Namun, ada juga ahli ekonomi yang mengemukakan bahwa penyebab kemiskinan hanya ada dua macam. Pertama, kemiskinan akibat struktur yang oleh Alfian disebut sebagai kemiskinan struktural yang didefinisikan sebagai “kemiskinan yang diderita oleh suatu golongan masyarakat karena struktur social masyarakat itu tidak dapat ikut menggunakan sumber-sumber pendapatan yang tersedia bagi mereka.”[6] Contohya adalah kasus busung lapar di Nusa Tenggara Barat, di mana daerah tersebut sebetulnya merupakan lumbung pangan dan senantiasa mengalami surplus pangan[7].

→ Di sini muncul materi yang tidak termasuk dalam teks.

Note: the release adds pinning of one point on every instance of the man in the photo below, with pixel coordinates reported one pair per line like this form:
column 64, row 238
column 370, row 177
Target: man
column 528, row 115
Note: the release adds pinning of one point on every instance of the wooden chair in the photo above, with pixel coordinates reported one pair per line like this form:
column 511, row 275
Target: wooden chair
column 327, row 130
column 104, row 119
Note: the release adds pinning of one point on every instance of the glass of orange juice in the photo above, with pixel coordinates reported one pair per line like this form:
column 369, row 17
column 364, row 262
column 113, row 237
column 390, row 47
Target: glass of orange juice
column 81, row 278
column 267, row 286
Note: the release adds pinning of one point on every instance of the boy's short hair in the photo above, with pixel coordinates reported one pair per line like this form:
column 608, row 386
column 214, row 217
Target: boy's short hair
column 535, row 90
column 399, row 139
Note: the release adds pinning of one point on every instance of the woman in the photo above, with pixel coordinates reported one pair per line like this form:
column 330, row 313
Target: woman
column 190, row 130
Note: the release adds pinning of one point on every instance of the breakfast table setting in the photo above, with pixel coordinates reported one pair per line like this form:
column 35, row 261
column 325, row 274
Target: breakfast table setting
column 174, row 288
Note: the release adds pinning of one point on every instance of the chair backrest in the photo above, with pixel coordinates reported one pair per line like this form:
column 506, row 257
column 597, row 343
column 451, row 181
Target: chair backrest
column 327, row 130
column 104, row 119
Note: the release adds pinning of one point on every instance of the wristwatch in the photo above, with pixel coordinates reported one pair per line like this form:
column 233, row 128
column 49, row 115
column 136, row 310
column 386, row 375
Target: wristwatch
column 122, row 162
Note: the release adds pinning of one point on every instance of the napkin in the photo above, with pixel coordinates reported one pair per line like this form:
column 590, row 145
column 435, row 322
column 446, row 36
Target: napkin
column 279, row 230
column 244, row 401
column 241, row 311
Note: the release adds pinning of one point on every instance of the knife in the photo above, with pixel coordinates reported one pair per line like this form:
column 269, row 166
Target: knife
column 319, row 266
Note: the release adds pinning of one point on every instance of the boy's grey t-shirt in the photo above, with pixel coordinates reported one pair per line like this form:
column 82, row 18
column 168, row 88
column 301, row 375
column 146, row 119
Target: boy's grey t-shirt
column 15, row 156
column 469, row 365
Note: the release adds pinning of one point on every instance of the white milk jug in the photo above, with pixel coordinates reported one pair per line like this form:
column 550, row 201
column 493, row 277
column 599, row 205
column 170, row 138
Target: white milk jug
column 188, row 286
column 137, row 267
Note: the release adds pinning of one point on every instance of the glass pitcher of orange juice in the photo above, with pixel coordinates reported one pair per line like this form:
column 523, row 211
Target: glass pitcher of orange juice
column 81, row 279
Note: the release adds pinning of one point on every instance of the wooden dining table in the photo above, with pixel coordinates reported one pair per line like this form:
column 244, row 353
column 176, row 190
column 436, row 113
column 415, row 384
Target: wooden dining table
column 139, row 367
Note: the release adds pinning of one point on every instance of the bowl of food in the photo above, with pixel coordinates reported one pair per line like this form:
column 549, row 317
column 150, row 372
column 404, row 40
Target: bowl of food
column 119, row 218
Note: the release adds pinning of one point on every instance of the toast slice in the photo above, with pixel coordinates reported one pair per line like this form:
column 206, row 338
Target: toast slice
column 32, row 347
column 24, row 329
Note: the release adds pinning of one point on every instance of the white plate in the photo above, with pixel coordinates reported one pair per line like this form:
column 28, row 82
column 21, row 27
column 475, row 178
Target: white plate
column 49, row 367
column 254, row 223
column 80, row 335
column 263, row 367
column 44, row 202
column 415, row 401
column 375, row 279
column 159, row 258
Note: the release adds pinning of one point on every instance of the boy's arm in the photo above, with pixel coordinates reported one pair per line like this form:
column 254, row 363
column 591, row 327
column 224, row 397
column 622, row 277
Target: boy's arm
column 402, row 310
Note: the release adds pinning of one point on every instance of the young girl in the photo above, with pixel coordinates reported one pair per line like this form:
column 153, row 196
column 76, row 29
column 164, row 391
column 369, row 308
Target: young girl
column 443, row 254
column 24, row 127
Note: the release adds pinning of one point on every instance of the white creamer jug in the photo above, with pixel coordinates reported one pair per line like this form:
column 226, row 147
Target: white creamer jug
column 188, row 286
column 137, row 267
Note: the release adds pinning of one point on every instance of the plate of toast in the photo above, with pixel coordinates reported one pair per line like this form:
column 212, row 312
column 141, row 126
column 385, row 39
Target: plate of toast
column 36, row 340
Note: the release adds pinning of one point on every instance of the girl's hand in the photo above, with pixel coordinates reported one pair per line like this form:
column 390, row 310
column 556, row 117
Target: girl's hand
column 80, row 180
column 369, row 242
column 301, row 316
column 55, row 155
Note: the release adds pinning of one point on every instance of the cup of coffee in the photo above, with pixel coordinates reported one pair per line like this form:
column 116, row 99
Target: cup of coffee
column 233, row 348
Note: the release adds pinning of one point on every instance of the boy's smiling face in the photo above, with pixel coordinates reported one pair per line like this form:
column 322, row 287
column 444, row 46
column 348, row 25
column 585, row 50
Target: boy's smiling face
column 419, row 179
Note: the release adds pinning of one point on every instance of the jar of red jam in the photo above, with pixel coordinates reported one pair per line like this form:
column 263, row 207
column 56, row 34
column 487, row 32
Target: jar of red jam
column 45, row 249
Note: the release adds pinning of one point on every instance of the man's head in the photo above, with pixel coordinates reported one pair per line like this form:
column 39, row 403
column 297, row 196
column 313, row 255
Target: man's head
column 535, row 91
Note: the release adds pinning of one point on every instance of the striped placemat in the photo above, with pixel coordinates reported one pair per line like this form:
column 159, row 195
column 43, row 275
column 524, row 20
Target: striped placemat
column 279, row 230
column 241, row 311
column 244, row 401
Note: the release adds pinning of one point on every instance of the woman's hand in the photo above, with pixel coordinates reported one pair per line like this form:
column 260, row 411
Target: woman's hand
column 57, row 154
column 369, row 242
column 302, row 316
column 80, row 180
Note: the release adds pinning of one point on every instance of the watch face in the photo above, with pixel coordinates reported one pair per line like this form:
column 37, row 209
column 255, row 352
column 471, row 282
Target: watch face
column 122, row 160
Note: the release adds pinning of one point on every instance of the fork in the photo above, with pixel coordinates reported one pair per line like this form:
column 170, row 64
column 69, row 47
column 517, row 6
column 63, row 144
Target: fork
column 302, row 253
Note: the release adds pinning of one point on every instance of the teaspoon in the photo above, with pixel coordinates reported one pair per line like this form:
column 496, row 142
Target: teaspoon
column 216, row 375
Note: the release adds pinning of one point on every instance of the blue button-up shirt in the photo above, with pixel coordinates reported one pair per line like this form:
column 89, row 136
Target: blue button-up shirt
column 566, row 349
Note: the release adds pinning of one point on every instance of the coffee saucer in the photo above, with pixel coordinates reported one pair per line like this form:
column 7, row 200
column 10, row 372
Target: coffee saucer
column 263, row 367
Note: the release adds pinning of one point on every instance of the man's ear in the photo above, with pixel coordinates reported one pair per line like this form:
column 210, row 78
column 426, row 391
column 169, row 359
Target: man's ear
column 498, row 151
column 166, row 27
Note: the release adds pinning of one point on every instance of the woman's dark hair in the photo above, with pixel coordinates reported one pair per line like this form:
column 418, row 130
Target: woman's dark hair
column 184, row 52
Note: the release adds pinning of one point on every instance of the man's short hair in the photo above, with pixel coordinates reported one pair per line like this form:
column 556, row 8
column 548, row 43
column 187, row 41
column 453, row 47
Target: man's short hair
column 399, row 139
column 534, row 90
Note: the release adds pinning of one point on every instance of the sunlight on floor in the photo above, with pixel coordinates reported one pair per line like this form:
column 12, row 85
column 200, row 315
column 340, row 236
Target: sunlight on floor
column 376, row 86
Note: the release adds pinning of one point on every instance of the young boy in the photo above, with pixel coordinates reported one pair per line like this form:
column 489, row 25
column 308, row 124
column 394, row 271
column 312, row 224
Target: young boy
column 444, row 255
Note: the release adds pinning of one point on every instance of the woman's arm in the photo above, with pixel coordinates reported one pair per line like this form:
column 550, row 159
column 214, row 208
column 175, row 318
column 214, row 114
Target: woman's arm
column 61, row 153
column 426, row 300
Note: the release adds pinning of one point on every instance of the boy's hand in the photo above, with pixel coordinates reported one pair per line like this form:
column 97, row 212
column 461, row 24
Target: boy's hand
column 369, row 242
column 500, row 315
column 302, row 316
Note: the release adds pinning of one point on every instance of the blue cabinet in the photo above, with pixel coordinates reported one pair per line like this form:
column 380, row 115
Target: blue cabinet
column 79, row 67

Secara ironis dan apik, Andrea Hirata juga berhasil menggambarkannya melalui tetralogi Laskar Pelanginya yang menggambarkan kondisi masyarakat Pulau Belitong yang menderita kemiskinan di tengah-tengah kekayaan timah yang melimpah di tanah tersebut. Dalam kedua kasus tersebut, penduduk local tidak memiliki akses untuk mengelola kekayaan alam sendiri. Mereka bekerja sebagai buruh (petani dan penambang timah), sedangkan modal dan sumber daya dikuasai oleh tuan tanah dan pemilik modal[8].
Kedua, kemiskianan cultural. Kemiskinan ini diakibatkan oleh nilai-nilai budaya yang dianut olah masyarakat yang ikut berperan dalam membentuk serta melanggengkan kemiskinan. Budaya ini, oleh Carl Lewis diteorisasikan dengan “budaya kemiskinan” (Cultur of Poverty). Sifat malas, tidak rajin dan tekun, serta bersikap pasrah dengan keadaan merupakan contoh perilaku (behaviour) yang tidak hanya menyebabkan kemiskinan tetapi juga memeliharanya[9].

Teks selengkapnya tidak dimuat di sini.